What are the effects of monsoon Class 9?

(ii) Around the time of its arrival, the normal rainfall increases suddenly and continues for several days. This is known as the ‘burst’ of the monsoon. (iii) The monsoon has characteristic wet and dry spells or ‘breaks’ in rainfall. The monsoon rains take place only for a few days at a time.

What are the characteristics of monsoon rainfall Class 11?

Characteristics of monsoonal rainfall: (i) Rainfall received from the southwest monsoons is seasonal in character, which occurs between June and September. (ii) The summer rainfall comes in a heavy downpour leading to considerable run off and soil erosion.

What are the positive and negative effects of monsoon?

The negative effects of the monsoon winds are that huge amounts of precipitation fall, leading to large floods. A positive effect brings fertility to the soil, and contributes to a good yield in agriculture.

What are the causes effects and regions of monsoon season?

The primary cause of monsoons is the difference between annual temperature trends over land and sea. The apparent position of the Sun with reference to the Earth oscillates from the Tropic of Cancer to the Tropic of Capricorn. Thus the low pressure region created by solar heating also changes latitude.

How does monsoon affect Indian agriculture?

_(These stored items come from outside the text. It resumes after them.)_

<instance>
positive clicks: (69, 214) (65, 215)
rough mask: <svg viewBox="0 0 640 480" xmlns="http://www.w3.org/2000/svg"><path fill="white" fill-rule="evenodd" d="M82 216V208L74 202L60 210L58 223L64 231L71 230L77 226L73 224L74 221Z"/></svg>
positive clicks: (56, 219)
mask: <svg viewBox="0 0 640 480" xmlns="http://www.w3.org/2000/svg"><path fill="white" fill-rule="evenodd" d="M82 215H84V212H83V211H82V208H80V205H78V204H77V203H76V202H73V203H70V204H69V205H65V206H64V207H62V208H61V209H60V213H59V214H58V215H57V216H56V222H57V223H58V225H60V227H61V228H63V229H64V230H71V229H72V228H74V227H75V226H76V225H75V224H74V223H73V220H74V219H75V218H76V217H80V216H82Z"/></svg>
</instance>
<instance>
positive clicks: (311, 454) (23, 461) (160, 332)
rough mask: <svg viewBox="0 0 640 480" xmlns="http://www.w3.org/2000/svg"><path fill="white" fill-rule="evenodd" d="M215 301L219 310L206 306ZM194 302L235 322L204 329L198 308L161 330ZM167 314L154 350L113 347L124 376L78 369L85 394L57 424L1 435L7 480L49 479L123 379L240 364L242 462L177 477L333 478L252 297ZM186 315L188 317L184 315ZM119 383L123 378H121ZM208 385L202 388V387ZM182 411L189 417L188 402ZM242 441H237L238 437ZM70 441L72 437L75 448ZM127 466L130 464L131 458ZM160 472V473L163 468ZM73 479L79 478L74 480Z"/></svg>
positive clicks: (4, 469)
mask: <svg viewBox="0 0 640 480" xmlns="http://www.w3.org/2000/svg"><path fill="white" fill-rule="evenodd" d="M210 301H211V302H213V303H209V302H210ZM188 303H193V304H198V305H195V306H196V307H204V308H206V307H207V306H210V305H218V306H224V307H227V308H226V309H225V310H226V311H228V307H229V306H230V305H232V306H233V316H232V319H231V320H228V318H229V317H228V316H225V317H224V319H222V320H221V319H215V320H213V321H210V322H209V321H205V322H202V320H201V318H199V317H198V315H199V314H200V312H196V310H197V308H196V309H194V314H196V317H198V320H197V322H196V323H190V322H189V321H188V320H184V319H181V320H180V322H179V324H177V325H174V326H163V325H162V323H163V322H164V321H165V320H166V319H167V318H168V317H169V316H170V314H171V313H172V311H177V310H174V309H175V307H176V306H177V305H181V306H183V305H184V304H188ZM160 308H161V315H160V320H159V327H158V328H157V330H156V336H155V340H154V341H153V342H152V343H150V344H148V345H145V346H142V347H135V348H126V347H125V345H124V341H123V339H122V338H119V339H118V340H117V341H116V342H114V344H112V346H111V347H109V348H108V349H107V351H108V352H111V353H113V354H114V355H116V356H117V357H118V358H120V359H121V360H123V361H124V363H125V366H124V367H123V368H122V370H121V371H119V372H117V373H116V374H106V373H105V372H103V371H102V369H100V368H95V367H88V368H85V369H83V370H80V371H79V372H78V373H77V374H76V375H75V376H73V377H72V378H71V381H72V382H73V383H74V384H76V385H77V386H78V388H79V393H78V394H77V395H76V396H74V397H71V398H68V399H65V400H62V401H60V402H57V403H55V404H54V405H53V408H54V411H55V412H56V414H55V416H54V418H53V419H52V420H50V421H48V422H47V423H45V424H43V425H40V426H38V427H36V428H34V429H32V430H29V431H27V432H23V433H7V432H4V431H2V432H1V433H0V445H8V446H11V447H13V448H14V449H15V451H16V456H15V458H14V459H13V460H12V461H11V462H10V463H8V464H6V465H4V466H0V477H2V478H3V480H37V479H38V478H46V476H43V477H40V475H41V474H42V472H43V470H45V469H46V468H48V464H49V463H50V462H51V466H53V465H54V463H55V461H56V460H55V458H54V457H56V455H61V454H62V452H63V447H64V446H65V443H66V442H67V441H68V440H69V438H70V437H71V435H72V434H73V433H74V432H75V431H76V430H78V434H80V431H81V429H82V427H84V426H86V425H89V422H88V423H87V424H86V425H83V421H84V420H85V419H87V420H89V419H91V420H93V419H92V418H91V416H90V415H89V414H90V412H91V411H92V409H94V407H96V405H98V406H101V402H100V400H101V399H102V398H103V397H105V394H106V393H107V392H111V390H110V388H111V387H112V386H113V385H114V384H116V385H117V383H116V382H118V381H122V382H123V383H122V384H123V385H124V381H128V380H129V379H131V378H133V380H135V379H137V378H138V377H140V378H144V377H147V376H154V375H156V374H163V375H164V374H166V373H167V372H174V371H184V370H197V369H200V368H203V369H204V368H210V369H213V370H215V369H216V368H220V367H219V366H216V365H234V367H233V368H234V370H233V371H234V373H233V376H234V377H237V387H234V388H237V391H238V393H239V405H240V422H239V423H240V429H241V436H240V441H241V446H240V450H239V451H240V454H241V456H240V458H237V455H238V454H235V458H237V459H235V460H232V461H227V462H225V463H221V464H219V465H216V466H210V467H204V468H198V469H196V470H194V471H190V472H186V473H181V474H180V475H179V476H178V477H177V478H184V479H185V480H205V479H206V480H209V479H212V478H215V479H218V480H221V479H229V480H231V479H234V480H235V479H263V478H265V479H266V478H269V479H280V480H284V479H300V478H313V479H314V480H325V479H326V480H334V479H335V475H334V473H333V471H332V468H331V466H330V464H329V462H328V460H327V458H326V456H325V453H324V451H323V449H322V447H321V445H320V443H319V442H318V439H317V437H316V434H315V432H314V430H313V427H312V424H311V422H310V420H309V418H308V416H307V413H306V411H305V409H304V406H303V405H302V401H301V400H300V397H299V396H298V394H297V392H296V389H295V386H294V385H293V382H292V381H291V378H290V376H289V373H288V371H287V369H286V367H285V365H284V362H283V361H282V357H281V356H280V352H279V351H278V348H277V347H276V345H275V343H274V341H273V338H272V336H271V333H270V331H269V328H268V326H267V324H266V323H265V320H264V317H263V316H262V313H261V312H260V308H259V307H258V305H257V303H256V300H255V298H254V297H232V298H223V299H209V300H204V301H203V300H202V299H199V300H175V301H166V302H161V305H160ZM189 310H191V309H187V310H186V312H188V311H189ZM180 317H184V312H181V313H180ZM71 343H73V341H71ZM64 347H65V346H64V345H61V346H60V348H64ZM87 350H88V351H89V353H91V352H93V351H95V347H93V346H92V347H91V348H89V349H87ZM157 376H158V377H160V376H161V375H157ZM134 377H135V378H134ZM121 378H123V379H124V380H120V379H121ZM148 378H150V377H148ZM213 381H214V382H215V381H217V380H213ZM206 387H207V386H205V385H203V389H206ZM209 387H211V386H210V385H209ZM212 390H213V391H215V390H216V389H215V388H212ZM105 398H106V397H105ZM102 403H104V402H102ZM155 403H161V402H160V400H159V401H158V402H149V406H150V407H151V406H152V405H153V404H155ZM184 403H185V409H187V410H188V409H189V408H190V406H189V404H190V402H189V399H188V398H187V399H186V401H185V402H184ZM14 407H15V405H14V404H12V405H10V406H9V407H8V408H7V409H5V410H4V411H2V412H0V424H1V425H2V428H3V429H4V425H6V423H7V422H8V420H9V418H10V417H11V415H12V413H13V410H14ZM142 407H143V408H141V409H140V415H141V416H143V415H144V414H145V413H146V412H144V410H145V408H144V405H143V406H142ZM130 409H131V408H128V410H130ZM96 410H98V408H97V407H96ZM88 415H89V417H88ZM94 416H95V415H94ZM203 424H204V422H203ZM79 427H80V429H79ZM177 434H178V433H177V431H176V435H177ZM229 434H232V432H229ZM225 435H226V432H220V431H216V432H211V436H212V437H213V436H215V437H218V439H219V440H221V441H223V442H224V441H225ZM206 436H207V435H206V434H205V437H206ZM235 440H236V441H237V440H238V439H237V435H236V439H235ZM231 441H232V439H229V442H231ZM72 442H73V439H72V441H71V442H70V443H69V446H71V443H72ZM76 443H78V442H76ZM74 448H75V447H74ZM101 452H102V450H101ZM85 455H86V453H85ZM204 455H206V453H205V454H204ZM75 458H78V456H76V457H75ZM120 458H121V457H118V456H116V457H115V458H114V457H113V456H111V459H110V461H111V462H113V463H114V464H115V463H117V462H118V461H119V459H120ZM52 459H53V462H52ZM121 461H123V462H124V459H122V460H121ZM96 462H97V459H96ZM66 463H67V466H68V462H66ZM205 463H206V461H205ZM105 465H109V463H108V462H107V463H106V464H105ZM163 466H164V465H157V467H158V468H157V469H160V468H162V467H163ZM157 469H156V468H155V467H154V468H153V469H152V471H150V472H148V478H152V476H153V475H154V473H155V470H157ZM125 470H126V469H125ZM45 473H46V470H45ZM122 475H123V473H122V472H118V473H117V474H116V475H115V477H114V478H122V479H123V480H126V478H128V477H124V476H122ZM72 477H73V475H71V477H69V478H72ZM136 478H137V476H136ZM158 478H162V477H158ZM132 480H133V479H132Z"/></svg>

Monsoon is one of the most important seasons for farmers for a country so dependent on its agro-industry. Most of the Indian agricultural land is irrigated by the southwest monsoon. Crops such as wheat, rice, pulses, which are a staple in Indian diets, need heavy rainfalls to grow.

What is monsoon rainfall?

A monsoon climate is characterised by a dramatic seasonal change in direction of the prevailing winds of a region which brings a marked change in rainfall. The monsoon climate results in high annual rainfall totals exceeding 1.5 m (5 ft) in many places.

What causes the monsoon in India?

The monsoon is caused by differing temperature trends over the land and ocean. In India, the southwest summer monsoon is attracted by a low pressure area that’s caused by the extreme heat of the Thar Desert in Rajasthan and adjoining areas during summer. During the monsoon, the wind direction reverses.

Why is the monsoon important to India?

The monsoon is critical for agriculture in the country since nearly 60% of India’s net arable land lacks irrigation. The monsoon delivers about 70% of India’s annual rainfall and determines the yield of several grains and pulses, including rice, wheat, and sugarcane.